A KGB document about the surveillance of Yeltsin’s people during the August coup showed that Lyubov was then a KGB senior lieutenant, an “interpreter of special purpose” of the Twelfth Department.
She confirmed that she was indeed a KGB “controller,” and in her report Lyubov described how, on the evening of August 20, 1991, the second day of the putsch, she eavesdropped on the conversations of Vitaly Urazhtsev, a democratic deputy of the Supreme Soviet and a Yeltsin supporter. Urazhtsev, a lieutenant colonel of the Soviet Army, became well known in 1989 when he was expelled from the Communist Party for his ideas about democratizing the army. In the early morning of the first day of the putsch he was arrested at a bus stop and interrogated by KGB officers who asked Urazhtsev whether he was planning to oppose the putsch. They urged him to support the coup, but he refused. In a few hours he was released. However, the next day he was put under surveillance of the KGB’s Twelfth Department.
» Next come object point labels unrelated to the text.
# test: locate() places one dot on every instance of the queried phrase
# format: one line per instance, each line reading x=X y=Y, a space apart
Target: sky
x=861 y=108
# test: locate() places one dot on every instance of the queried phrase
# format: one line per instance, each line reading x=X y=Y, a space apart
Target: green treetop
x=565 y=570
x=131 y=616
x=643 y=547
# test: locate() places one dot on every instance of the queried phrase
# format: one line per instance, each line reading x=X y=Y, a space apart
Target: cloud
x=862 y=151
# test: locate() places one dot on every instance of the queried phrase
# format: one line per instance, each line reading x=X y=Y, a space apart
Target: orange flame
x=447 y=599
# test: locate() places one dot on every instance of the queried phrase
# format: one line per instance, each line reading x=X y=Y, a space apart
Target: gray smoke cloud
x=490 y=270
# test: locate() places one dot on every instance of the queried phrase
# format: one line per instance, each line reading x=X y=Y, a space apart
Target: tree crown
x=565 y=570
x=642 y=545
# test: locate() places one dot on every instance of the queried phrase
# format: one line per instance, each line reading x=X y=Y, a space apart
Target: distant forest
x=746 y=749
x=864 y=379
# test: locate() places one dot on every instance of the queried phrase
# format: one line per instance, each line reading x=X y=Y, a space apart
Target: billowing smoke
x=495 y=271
Silently listening to his conversations was Lyubov. She was a 1984 graduate of the best university in the country, Moscow State University, with a degree in geography. She pursued work as a specialist economic geographer and Portuguese interpreter, but she didn’t remain a geographer; the KGB recruited her to join the Twelfth Department as an interpreter. If the KGB needed to eavesdrop on the Portuguese, Brazilians, or Angolans, Lyubov got the job. The rest of the time she listened to whomever was of interest to the KGB.
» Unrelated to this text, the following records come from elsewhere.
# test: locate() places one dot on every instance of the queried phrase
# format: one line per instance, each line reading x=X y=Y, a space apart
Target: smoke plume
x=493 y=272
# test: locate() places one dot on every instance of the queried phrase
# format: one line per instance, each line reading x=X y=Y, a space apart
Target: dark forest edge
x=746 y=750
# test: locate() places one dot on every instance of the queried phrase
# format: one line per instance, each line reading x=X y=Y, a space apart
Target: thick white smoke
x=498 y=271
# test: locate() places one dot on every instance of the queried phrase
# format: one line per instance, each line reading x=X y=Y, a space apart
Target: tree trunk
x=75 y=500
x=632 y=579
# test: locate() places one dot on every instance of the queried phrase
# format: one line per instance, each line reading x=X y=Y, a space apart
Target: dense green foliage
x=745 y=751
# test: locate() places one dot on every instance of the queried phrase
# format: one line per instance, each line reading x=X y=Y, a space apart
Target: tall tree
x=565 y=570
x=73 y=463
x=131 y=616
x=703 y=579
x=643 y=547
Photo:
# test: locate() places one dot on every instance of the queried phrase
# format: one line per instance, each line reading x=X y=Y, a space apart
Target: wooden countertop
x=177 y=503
In the days of the putsch this meant eavesdropping on the parliamentarian Urazhtsev. Now, in January 2015, Lyubov looked worriedly at her report, published in a 1995 book. She looked at the once-secret report lying there, in the open. “It’s our internal things,” she said. “It should be secret.” She clearly didn’t know what to say: in the first line of a report written at the time for the investigation, Lyubov acknowledged that on August 20, 1991, she took part in the “anticonstitutional, unlawful operation” to eavesdrop on Yeltsin’s people. She wrote that she was ready to take responsibility. She even offered to reorganize the activities of the Twelfth Department to make it lawful. At that time she seemed contrite for what had happened.